Rumah adat sendiri merupakan rumah dari penduduk asli suatu daerah. Berdasarkan e-modul"Keberagaman di Sekitarku" rumah adat yang ada di Indonesia adalah hasil dari pemanfaatan peralatan dan teknologi masyarakat setempat.
Selain dibedakan dari jenis pemanfaatan teknologi, perbedaan ciri khas rumah adat juga dipengaruhi oleh kondisi geografis suatu wilayah. Rumah adat di daerah pesisir tentunya memiliki bentuk yang berbeda dengan rumah adat di daerah gunung.

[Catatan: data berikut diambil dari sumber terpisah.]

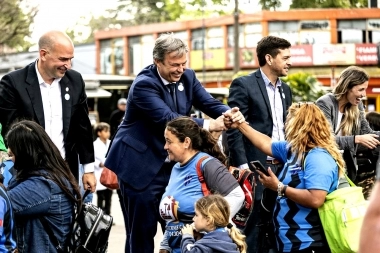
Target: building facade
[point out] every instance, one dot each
(324, 42)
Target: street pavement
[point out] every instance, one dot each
(116, 240)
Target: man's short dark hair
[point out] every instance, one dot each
(270, 45)
(101, 126)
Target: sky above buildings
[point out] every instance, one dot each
(61, 15)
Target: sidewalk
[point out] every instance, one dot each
(116, 240)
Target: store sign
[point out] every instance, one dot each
(366, 54)
(315, 25)
(212, 59)
(334, 54)
(301, 55)
(248, 58)
(373, 24)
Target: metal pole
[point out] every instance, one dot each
(203, 45)
(236, 38)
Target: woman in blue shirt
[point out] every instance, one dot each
(43, 189)
(312, 166)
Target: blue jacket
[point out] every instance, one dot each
(34, 198)
(215, 241)
(137, 151)
(7, 237)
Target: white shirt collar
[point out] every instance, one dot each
(166, 82)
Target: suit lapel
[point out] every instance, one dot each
(181, 97)
(66, 97)
(168, 99)
(34, 92)
(282, 94)
(263, 90)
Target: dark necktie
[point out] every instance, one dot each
(172, 93)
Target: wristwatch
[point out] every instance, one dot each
(281, 188)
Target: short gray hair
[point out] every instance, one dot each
(166, 44)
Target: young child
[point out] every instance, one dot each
(212, 217)
(101, 144)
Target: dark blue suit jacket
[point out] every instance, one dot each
(250, 95)
(20, 98)
(137, 151)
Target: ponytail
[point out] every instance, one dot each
(238, 238)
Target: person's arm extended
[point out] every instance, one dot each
(370, 231)
(259, 140)
(311, 198)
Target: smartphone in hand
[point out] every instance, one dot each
(257, 165)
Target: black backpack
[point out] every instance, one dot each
(90, 231)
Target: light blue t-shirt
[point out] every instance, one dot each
(298, 227)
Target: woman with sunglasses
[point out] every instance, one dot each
(312, 166)
(345, 112)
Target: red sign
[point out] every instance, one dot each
(301, 55)
(366, 54)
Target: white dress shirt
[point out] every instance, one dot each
(52, 105)
(206, 122)
(100, 149)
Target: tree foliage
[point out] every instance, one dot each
(302, 4)
(138, 12)
(304, 86)
(16, 18)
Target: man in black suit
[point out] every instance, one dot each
(263, 100)
(51, 94)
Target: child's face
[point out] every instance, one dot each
(104, 134)
(201, 223)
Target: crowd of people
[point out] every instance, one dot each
(160, 154)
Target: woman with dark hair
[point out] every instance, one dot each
(345, 112)
(43, 192)
(187, 144)
(312, 167)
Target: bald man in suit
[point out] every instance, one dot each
(48, 92)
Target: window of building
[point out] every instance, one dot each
(214, 38)
(140, 52)
(111, 56)
(285, 29)
(373, 30)
(314, 32)
(197, 39)
(249, 35)
(352, 31)
(211, 38)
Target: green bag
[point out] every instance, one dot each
(342, 216)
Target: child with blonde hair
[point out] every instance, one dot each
(212, 217)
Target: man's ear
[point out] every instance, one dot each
(187, 142)
(43, 54)
(268, 58)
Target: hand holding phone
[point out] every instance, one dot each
(257, 165)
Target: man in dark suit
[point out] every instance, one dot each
(263, 100)
(137, 154)
(51, 94)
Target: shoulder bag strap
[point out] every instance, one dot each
(50, 232)
(200, 176)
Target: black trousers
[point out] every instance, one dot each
(142, 211)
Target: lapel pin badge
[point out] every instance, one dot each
(180, 87)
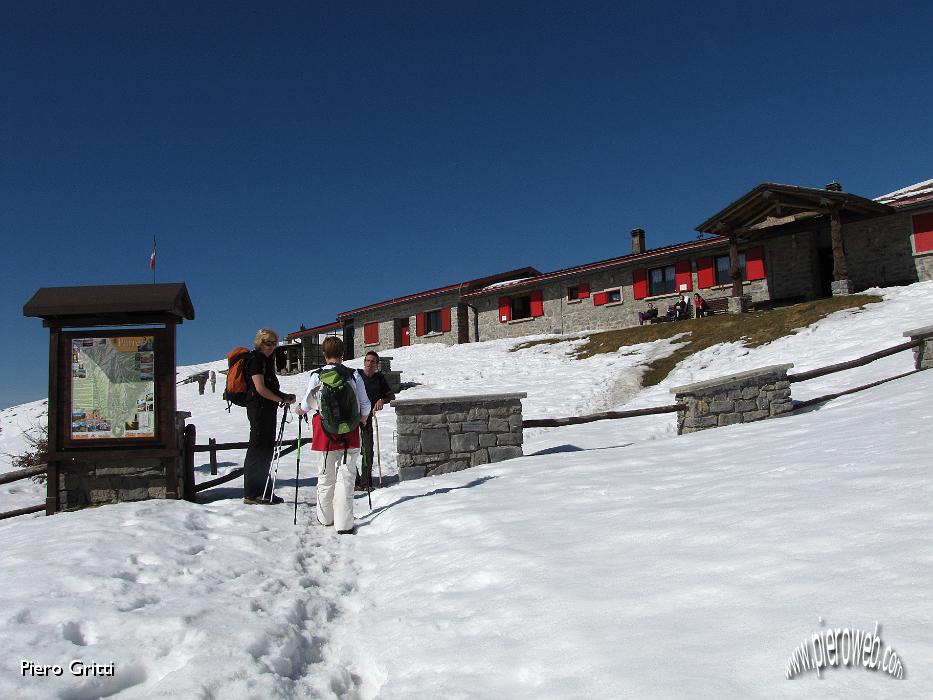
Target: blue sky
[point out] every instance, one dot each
(415, 144)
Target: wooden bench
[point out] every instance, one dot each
(721, 305)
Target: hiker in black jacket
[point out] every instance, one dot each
(261, 409)
(379, 393)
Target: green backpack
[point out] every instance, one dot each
(337, 404)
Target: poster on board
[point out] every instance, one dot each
(112, 388)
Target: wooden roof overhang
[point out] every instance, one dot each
(119, 304)
(769, 205)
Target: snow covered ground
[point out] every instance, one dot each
(616, 559)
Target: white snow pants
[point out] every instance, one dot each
(335, 481)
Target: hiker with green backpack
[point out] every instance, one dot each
(337, 395)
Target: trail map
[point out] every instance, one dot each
(112, 384)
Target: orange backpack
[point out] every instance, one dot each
(238, 389)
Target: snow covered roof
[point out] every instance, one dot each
(907, 196)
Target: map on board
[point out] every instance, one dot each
(112, 384)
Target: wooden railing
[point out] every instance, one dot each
(18, 475)
(213, 447)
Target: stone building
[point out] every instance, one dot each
(775, 244)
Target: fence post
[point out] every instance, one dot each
(212, 443)
(923, 355)
(190, 438)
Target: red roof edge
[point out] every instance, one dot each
(462, 286)
(611, 262)
(333, 325)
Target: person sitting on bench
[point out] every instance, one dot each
(647, 315)
(681, 308)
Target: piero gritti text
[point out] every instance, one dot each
(78, 668)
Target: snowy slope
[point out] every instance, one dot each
(615, 559)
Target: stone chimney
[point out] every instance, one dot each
(638, 241)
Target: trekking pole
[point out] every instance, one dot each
(297, 463)
(274, 467)
(369, 489)
(378, 453)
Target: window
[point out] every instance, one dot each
(723, 276)
(521, 307)
(923, 233)
(432, 321)
(661, 280)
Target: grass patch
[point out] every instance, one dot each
(756, 328)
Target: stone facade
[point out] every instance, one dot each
(562, 315)
(86, 483)
(389, 316)
(797, 265)
(923, 355)
(738, 398)
(447, 434)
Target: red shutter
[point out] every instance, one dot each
(706, 275)
(682, 275)
(640, 283)
(505, 309)
(923, 233)
(754, 264)
(537, 303)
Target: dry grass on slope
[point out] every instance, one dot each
(756, 328)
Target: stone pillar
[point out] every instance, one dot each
(737, 398)
(841, 285)
(446, 434)
(923, 355)
(738, 305)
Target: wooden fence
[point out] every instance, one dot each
(289, 446)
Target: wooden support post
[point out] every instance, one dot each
(190, 438)
(734, 270)
(212, 443)
(840, 267)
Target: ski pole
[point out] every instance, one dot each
(378, 453)
(297, 463)
(274, 467)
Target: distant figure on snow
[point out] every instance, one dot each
(647, 315)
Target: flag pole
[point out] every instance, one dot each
(152, 260)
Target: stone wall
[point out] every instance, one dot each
(737, 398)
(386, 317)
(879, 252)
(447, 434)
(570, 316)
(923, 356)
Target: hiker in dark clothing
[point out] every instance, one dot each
(261, 409)
(379, 393)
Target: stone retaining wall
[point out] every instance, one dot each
(737, 398)
(446, 434)
(923, 356)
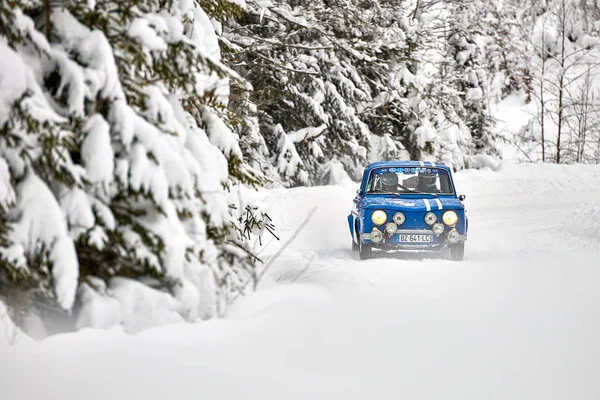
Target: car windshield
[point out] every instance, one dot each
(409, 180)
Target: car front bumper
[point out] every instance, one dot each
(393, 241)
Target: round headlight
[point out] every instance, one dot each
(437, 229)
(376, 235)
(391, 228)
(453, 236)
(430, 218)
(399, 218)
(450, 218)
(379, 217)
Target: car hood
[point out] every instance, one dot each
(412, 204)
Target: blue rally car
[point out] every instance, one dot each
(408, 205)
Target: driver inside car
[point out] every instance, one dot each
(389, 182)
(426, 183)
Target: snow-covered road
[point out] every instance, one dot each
(519, 318)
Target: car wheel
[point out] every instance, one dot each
(364, 250)
(457, 251)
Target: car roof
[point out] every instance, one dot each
(405, 163)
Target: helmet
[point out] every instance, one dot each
(389, 181)
(426, 180)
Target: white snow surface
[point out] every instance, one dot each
(519, 318)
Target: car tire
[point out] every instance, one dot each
(457, 251)
(364, 250)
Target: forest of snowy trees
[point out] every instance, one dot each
(130, 131)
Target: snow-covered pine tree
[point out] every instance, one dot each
(120, 162)
(456, 121)
(306, 88)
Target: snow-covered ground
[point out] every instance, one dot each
(519, 318)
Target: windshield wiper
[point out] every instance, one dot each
(419, 192)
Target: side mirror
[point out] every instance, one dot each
(358, 195)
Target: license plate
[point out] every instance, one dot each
(415, 238)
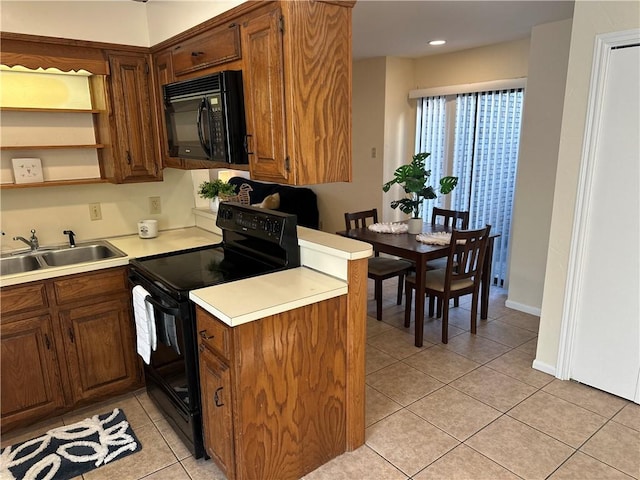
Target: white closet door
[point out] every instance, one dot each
(606, 349)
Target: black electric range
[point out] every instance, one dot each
(255, 241)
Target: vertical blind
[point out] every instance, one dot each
(482, 152)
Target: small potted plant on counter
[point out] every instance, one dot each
(216, 190)
(413, 178)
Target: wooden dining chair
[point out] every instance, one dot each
(380, 268)
(461, 276)
(449, 218)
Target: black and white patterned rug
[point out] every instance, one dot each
(66, 452)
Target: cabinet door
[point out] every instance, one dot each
(163, 65)
(30, 383)
(217, 46)
(215, 392)
(100, 349)
(135, 147)
(264, 97)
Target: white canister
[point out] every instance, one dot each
(148, 228)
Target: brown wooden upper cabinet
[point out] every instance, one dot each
(296, 63)
(134, 127)
(213, 47)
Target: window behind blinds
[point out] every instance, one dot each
(482, 151)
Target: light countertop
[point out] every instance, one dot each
(246, 300)
(241, 301)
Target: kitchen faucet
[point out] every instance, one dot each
(72, 241)
(32, 242)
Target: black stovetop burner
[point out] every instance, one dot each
(187, 270)
(255, 241)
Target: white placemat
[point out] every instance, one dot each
(435, 238)
(389, 227)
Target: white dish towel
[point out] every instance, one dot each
(146, 339)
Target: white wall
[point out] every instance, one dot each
(124, 22)
(537, 164)
(590, 19)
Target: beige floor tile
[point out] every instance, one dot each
(202, 469)
(618, 446)
(378, 406)
(170, 436)
(554, 416)
(174, 472)
(520, 448)
(629, 416)
(493, 388)
(455, 413)
(442, 364)
(136, 415)
(584, 467)
(402, 383)
(432, 330)
(529, 348)
(504, 333)
(24, 434)
(155, 455)
(361, 464)
(584, 396)
(399, 344)
(408, 442)
(375, 327)
(517, 364)
(464, 463)
(521, 320)
(476, 348)
(376, 359)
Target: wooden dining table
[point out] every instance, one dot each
(406, 246)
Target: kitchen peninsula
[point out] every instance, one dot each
(305, 377)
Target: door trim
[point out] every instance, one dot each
(604, 44)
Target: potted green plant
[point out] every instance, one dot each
(215, 189)
(413, 178)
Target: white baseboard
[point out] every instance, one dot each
(521, 307)
(545, 368)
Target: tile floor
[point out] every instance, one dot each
(471, 409)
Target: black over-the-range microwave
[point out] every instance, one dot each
(205, 118)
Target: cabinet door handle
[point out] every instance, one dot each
(203, 334)
(246, 144)
(216, 397)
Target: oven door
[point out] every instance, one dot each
(173, 366)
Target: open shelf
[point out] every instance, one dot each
(53, 183)
(49, 110)
(49, 147)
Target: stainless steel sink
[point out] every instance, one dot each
(49, 257)
(80, 254)
(19, 264)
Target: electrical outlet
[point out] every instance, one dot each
(95, 212)
(155, 208)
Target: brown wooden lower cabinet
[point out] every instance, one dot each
(65, 342)
(273, 391)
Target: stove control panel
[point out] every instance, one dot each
(256, 222)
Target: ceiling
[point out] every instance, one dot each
(402, 28)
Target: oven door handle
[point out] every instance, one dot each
(161, 307)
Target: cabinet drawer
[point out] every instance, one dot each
(213, 333)
(24, 298)
(206, 50)
(91, 286)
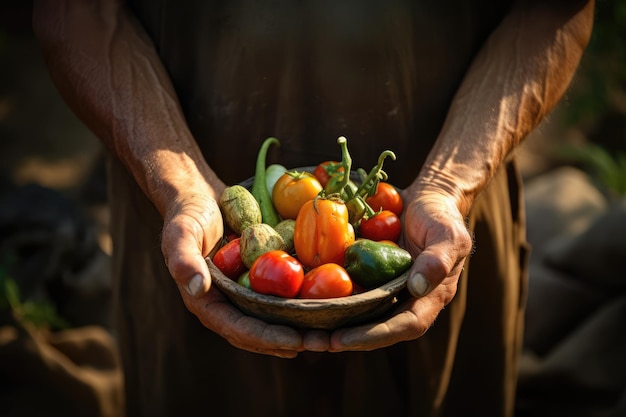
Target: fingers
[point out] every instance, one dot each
(182, 247)
(434, 264)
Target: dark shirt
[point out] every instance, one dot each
(381, 73)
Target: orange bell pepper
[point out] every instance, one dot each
(322, 232)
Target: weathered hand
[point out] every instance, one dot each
(436, 235)
(190, 233)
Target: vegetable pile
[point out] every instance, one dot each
(319, 234)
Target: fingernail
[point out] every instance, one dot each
(418, 285)
(195, 285)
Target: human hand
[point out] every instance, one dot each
(437, 237)
(192, 228)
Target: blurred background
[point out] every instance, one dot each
(56, 339)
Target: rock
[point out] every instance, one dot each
(560, 204)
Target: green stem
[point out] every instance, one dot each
(259, 186)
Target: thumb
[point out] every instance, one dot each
(182, 251)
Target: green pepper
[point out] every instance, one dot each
(372, 264)
(259, 186)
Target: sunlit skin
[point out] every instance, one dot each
(94, 48)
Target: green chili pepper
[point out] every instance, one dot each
(259, 186)
(372, 264)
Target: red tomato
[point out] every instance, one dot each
(325, 170)
(292, 190)
(276, 273)
(326, 281)
(386, 198)
(384, 225)
(228, 259)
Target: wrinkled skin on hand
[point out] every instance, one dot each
(436, 235)
(191, 231)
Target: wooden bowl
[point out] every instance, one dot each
(325, 314)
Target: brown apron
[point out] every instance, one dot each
(381, 73)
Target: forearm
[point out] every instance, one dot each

Begitupula dengan rumoh aceh. Ciri khas, fungsi, serta struktur bangunan rumoh aceh dipengaruhi oleh kebudayaan masyarakat Aceh itu sendiri.
Sejarah Rumoh Aceh
Rumoh aceh dipercaya sudah ada sejak tanah Aceh dipimpin oleh raja. Melansir Gerakan Literasi Nasional (GLN) Kementerian Pendidikan dan Kebudayaan (Kemendikbud) rumoh aceh dulunya bukan dikenal sebagai rumah adat.
Hal ini karena setiap masyarakat Aceh memiliki rumah yang bentunya nyaris sama dengan rumoh aceh yang dikenal saat ini. Rumah tinggal dari pahlawan nasional seperti Cut Nyak Dhien dan Cut Meutia juga merupakan rumoh aceh.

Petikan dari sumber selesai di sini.